High Efficiency Furnaces
Some furnaces are being manufactured now that are amazingly efficient. 90% plus efficiency furnaces use dual heat exchangers to extract more heat from their combustion than normal furnaces. Because of this, they produce much cooler flue gases than those of a mid-efficiency or normal unit. In fact, the exhaust gases are so cold that they can be vented to the outside with a plastic pipe. This simplifies the venting efforts but also generates a large amount of condensation.
This water comes from two sources. One is from the moisture that was already present in the combustion air. The second source is from the combustion process itself. Hydrogen atoms from the natural gas molecules (methane, CH4) combine with oxygen to form water. Homeowners don’t need to know this part but if you’re into chemistry, here’s the basic chemical equation: CH4 + 2 O2 + heat = CO2 + 2 H2O + heat. This means that during combustion, for every molecule of CO2, you also produce 2 water molecules. This adds up to a lot of water vapor.
The condensation needs to be drained out in order for the furnace to work properly otherwise it would accumulate inside the heat exchanger impeding proper gas/combustion. That means some drain plumbing will be involved. Most “90%” furnaces will have at least 2 internal drains, one for the heat exchanger and one for the vent. One will be located at the inducer outlet or on the inducer housing. The secondary heat exchanger outlet is sealed inside a plastic part called the collector box. This is designed to gather the bulk of the condensate and drain it out.
All condensate drains flow into a trap. The condensate trap is mandatory for a high efficiency gas furnace. Since the drain is tied into the exhaust system, there is a potential for exhaust gas to leak into the living space without a trap. This is a bad. Additionally, the inducer motor would suck air through the drain pipe if it were not well trapped. This could affect combustion and prevent proper drainage.
Service the trap
The only downside to the trap is the potential for blockage, so it needs to be serviced regularly. You can have a professional service this or you can do it yourself. Here is how.
If your installation has a vent, then this usually can be cleaned with something as simple as a drain cleaning brush and hot water. You can use a wet-vac combined with pouring water into the air handler drain pan. You will need to cover the vent when using a vacuum.
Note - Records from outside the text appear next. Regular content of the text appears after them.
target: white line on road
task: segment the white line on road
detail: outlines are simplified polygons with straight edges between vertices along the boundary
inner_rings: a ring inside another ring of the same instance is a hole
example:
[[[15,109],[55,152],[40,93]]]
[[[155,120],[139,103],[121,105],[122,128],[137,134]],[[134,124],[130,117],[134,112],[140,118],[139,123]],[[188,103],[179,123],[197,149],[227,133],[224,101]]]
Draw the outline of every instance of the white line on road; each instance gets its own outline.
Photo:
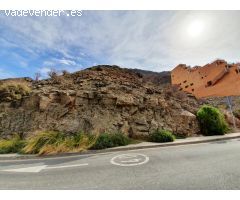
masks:
[[[55,166],[55,167],[47,167],[46,169],[61,169],[61,168],[70,168],[70,167],[80,167],[87,166],[88,163],[77,164],[77,165],[63,165],[63,166]]]
[[[83,164],[76,164],[76,165],[62,165],[62,166],[54,166],[54,167],[48,167],[47,165],[39,165],[39,166],[34,166],[34,167],[24,167],[24,168],[17,168],[17,169],[5,169],[2,170],[4,172],[26,172],[26,173],[38,173],[42,170],[46,169],[61,169],[61,168],[71,168],[71,167],[81,167],[81,166],[86,166],[88,163],[83,163]]]

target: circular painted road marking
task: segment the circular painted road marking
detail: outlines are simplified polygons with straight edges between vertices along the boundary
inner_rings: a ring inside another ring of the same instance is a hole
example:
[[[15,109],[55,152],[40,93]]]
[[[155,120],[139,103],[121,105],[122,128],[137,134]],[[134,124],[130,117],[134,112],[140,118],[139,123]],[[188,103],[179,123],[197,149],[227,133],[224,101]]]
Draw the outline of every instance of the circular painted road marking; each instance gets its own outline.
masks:
[[[111,164],[118,166],[143,165],[149,161],[149,157],[144,154],[131,153],[115,156],[111,159]]]

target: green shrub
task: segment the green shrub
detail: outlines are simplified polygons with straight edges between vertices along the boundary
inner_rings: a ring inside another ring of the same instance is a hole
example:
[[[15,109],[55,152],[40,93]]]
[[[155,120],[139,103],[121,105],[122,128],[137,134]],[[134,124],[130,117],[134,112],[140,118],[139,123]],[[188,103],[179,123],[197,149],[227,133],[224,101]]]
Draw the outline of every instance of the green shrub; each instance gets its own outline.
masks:
[[[4,94],[4,100],[20,100],[29,95],[31,88],[25,81],[6,81],[0,84],[0,93]]]
[[[23,152],[39,155],[80,152],[90,148],[94,142],[94,135],[82,132],[67,136],[58,131],[44,131],[31,137]]]
[[[125,146],[130,143],[130,139],[122,133],[102,133],[100,134],[92,149],[106,149],[117,146]]]
[[[224,135],[228,130],[228,124],[224,115],[215,107],[204,105],[197,112],[203,135]]]
[[[46,146],[58,146],[64,142],[64,134],[57,131],[44,131],[31,137],[25,148],[25,153],[40,153]]]
[[[151,142],[173,142],[175,136],[168,130],[156,130],[149,136]]]
[[[25,141],[21,140],[18,135],[8,140],[0,140],[0,154],[4,153],[19,153],[25,146]]]

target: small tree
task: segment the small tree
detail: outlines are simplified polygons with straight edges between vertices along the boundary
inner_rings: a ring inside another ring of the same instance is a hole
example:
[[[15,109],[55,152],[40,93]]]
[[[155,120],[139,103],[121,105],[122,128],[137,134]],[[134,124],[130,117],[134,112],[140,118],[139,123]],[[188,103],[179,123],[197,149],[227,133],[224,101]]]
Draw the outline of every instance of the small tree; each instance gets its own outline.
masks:
[[[63,75],[63,76],[66,76],[66,75],[68,75],[68,74],[69,74],[69,72],[68,72],[67,70],[65,70],[65,69],[62,70],[62,75]]]
[[[48,72],[48,76],[50,78],[56,78],[57,77],[57,71],[55,69],[51,69],[49,72]]]
[[[35,73],[35,81],[39,81],[40,77],[41,77],[41,73],[40,72],[36,72]]]
[[[203,135],[224,135],[229,130],[224,115],[213,106],[202,106],[197,118]]]

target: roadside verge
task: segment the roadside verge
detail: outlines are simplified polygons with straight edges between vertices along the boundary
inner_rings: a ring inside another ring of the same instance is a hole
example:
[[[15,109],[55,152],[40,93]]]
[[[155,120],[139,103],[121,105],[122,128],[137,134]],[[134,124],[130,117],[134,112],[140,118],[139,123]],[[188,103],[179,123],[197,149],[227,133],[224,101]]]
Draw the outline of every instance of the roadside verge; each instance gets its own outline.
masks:
[[[119,146],[119,147],[103,149],[103,150],[88,150],[80,153],[62,153],[58,155],[49,155],[49,156],[0,154],[0,160],[16,160],[16,159],[21,160],[21,159],[63,157],[63,156],[71,156],[71,155],[89,155],[89,154],[117,152],[117,151],[126,151],[126,150],[138,150],[138,149],[149,149],[149,148],[158,148],[158,147],[180,146],[180,145],[188,145],[188,144],[209,143],[209,142],[231,140],[231,139],[237,139],[237,138],[240,138],[240,133],[229,133],[221,136],[189,137],[185,139],[176,139],[174,142],[168,142],[168,143],[142,142],[138,144],[130,144],[127,146]]]

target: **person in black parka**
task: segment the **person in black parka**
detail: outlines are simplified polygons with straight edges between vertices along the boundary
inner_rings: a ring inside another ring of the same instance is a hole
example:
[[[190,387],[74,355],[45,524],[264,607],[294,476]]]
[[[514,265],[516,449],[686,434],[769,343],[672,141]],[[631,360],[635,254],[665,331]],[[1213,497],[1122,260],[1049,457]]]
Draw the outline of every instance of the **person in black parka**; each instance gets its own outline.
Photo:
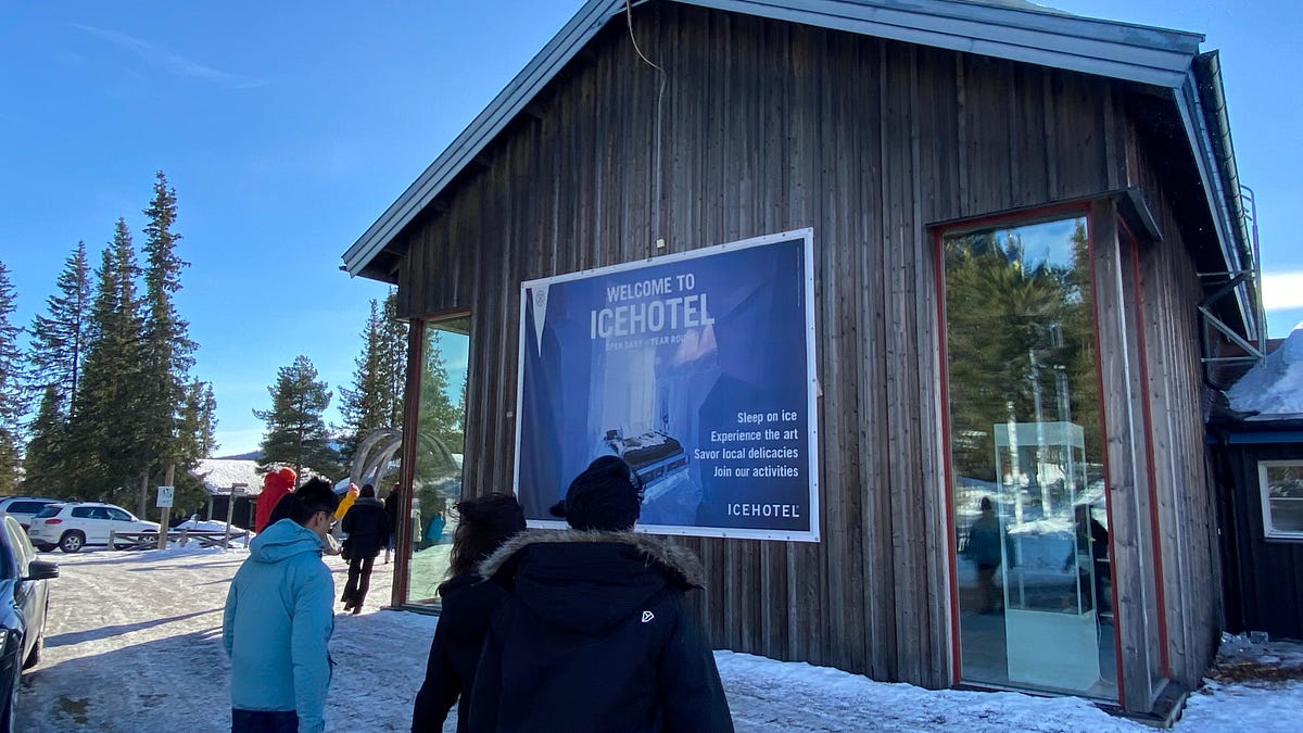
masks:
[[[624,460],[598,458],[551,510],[572,530],[517,535],[481,565],[508,595],[485,638],[470,730],[734,729],[684,601],[701,565],[632,532],[641,498]]]
[[[343,554],[348,558],[348,583],[344,584],[344,610],[362,613],[362,601],[371,587],[371,567],[390,541],[390,520],[384,505],[375,498],[375,486],[366,484],[357,501],[344,515],[341,530],[348,533]]]
[[[486,494],[456,505],[457,530],[452,535],[448,575],[439,586],[443,609],[434,629],[425,682],[412,710],[412,733],[443,730],[456,702],[457,730],[469,730],[470,689],[489,620],[507,591],[485,580],[480,562],[525,528],[525,511],[511,494]]]

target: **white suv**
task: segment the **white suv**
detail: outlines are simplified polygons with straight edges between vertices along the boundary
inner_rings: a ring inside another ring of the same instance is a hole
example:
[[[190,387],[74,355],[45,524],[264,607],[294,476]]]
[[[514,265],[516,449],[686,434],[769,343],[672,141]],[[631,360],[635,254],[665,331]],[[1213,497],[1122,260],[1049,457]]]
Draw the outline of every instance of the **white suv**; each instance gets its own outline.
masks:
[[[158,531],[158,523],[137,519],[121,506],[83,501],[52,503],[40,510],[31,518],[27,536],[40,552],[57,546],[72,553],[86,545],[107,545],[109,532]]]

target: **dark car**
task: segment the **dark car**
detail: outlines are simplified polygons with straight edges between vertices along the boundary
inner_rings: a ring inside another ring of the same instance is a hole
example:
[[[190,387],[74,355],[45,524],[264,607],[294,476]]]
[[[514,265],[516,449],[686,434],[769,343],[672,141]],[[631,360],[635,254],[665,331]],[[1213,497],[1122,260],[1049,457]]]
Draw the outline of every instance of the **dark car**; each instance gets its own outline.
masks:
[[[40,661],[50,591],[59,565],[36,560],[27,533],[13,516],[0,518],[0,730],[13,730],[22,670]]]
[[[38,511],[60,501],[57,498],[42,497],[3,497],[0,498],[0,516],[8,514],[17,519],[18,524],[22,524],[22,528],[26,530],[31,524],[31,518]]]

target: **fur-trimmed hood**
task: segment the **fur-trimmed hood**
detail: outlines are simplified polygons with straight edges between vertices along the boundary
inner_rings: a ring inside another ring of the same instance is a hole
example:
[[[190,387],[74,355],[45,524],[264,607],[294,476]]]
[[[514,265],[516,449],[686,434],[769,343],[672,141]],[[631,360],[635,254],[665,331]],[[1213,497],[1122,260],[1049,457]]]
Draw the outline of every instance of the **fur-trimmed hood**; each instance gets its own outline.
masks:
[[[599,530],[526,530],[507,540],[493,554],[480,563],[480,575],[493,578],[517,550],[534,544],[559,543],[620,543],[633,545],[646,556],[648,562],[655,562],[679,576],[688,588],[705,587],[701,561],[696,553],[683,545],[670,544],[652,535],[637,532],[602,532]]]
[[[633,532],[523,532],[480,573],[545,625],[581,634],[603,633],[658,599],[701,587],[701,563],[691,550]]]

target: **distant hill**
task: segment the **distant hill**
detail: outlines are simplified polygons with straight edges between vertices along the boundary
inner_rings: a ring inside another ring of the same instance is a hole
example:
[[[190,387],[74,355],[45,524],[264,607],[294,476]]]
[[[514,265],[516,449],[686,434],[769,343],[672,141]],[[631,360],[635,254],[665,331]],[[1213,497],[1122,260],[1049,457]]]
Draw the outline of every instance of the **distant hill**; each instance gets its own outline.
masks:
[[[249,453],[241,453],[240,455],[219,455],[216,460],[262,460],[261,450],[250,450]]]

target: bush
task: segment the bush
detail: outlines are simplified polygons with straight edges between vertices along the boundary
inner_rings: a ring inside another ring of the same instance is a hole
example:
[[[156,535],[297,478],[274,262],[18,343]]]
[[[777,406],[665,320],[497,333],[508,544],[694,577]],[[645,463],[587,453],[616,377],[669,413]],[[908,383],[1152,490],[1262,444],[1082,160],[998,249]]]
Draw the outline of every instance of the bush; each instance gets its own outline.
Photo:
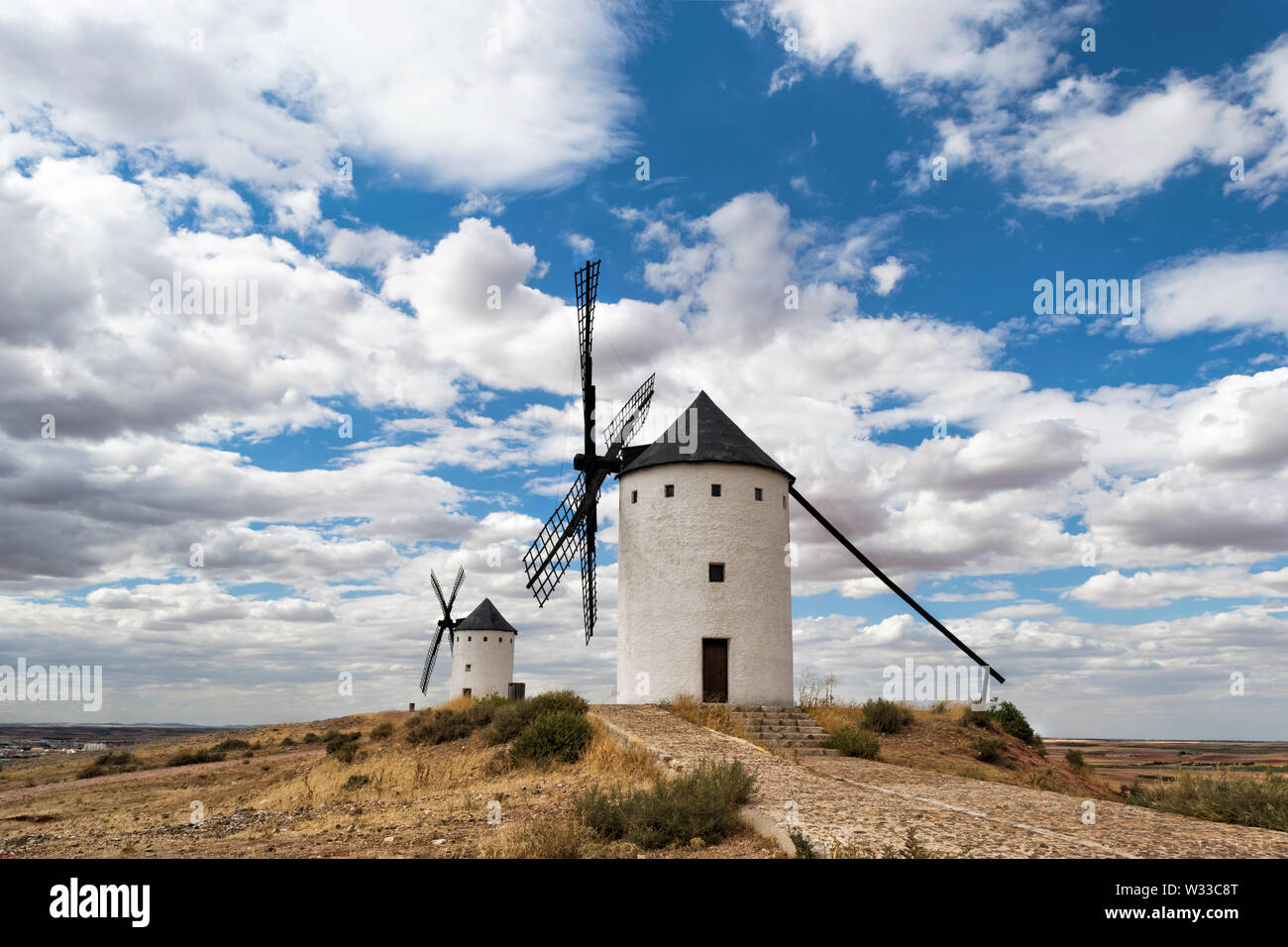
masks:
[[[1288,777],[1195,776],[1181,773],[1160,786],[1123,787],[1132,805],[1194,816],[1212,822],[1288,831]]]
[[[1025,743],[1033,742],[1033,728],[1029,727],[1029,722],[1024,719],[1020,709],[1010,701],[998,703],[994,698],[988,707],[988,715],[997,720],[997,724],[1016,740],[1023,740]]]
[[[133,754],[121,750],[118,752],[104,752],[94,758],[94,761],[76,773],[77,780],[93,780],[95,776],[111,776],[112,773],[133,773],[139,769]]]
[[[590,746],[591,725],[583,714],[555,710],[541,714],[510,746],[515,760],[576,763]]]
[[[511,740],[516,740],[542,714],[568,711],[581,716],[589,707],[590,705],[572,691],[551,691],[527,700],[511,701],[497,707],[496,715],[492,718],[492,727],[483,734],[483,740],[489,746],[509,743]]]
[[[353,758],[358,755],[358,741],[362,734],[354,731],[353,733],[340,733],[339,731],[327,731],[326,733],[326,751],[328,756],[335,756],[341,763],[353,763]]]
[[[898,733],[912,724],[912,711],[902,703],[878,697],[860,709],[863,727],[873,733]]]
[[[988,715],[987,710],[971,710],[969,706],[962,707],[962,715],[957,723],[962,727],[980,727],[985,731],[997,729],[997,724],[993,723],[993,718]]]
[[[875,760],[881,750],[881,741],[871,731],[862,731],[858,727],[844,727],[823,741],[823,746],[831,750],[840,750],[842,756],[862,756],[866,760]]]
[[[980,737],[975,743],[975,756],[981,763],[997,763],[1006,751],[1006,742],[996,737]]]
[[[715,844],[737,826],[738,807],[751,799],[756,778],[738,763],[703,761],[697,769],[653,789],[623,796],[621,787],[598,786],[573,799],[577,817],[596,835],[625,839],[640,848],[683,845],[692,839]]]
[[[438,746],[464,740],[474,731],[487,727],[496,713],[493,703],[475,703],[464,710],[426,710],[408,722],[407,742]]]
[[[224,755],[215,750],[184,750],[166,763],[167,767],[191,767],[194,763],[222,763]]]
Hook up the wet vacuum to where ever the drain line ends, and make sure the connection is tight. Use a PVC coupling at the end of the hose to hook it up to the drain line. Turn the vacuum on then go to the air handler and pour water down the drain line from the clean out cap, or better, from the air handler drain pan. You should also be able to hear the vacuum drawing air when you are at the drain line by the air handler. If you don’t, you may have a clogged drain line, or you are connected to the wrong pipe. Just a few minutes of running the vacuum will complete the job.
Air conditioning units that are constantly running or in humid environments are going to get clogged more often.
Maintenance Methods to clean a clogged a/c condensate drain line
- If you can locate the end of the drain line, then sometimes you may be able to use a garden hose to break up the clog. I recommend using a nozzle on the garden hose, and slowly apply water pressure into the drain pipe. Small short bursts should be enough to break up the clog. From there I would pour some hot water down the drain at the air handler. If you can use the garden hose to flush the drain pipe from the inside out, you can try that as well until the water is flowing freely.
- Using compressed air. If you have a small portable air compressor this may be another option for the homeowner to clear their condensate line.
- Small hand snake or drain cleaning brush. If the clog is located right at the trap, most of the time it can be pushed through with a drain cleaning brush. If the clog is further down the line, a small hand snake may be an option, depending on how well it can turn the 90 degree bends.
- 4x per year: The trap needs to be cleaned out every quarter. Rinse it out and make sure water flows through the trap properly from all its ports. Any poor flow will require cleaning. Blow through it a few times to get the dirt out. Hotter water helps for stubborn blockages and adding bleach to the line will prevent mold.
- 4x per year: Inspect the drain lines. The need for regular cleaning also means that drains should be installed as much as possible in a way that is water tight yet allows for the trap to be easily removed. I highly recommend using clamped flexible hoses for the drain, as close as possible to the trap. Avoid hard-piping the whole drain, as it will be impossible to remove and clean out the trap.
To ensure proper drainage, here are the installation best practices:
- Make sure every component that produces condensate is sloped towards the drain. That means slope the venting down towards the furnace (typically a ¼’’ slope per foot of length, minimum), and also, slope the furnace itself! Look in your install manual, most manufacturers will call for the furnace to be installed with a slight forward pitch to allow condensate to drain from the heat exchanger.
- Slope the drain line itself, obviously. Avoid double trapping and vent the drain after the trap to prevent airlocks.
- Avoid running the drain in an area where it could freeze. That includes running it under the natural fresh air inlet if there is one.
- Finally, note that furnace condensate is acidic, and some states/provinces/countries may require the condensate to be neutralized prior to draining.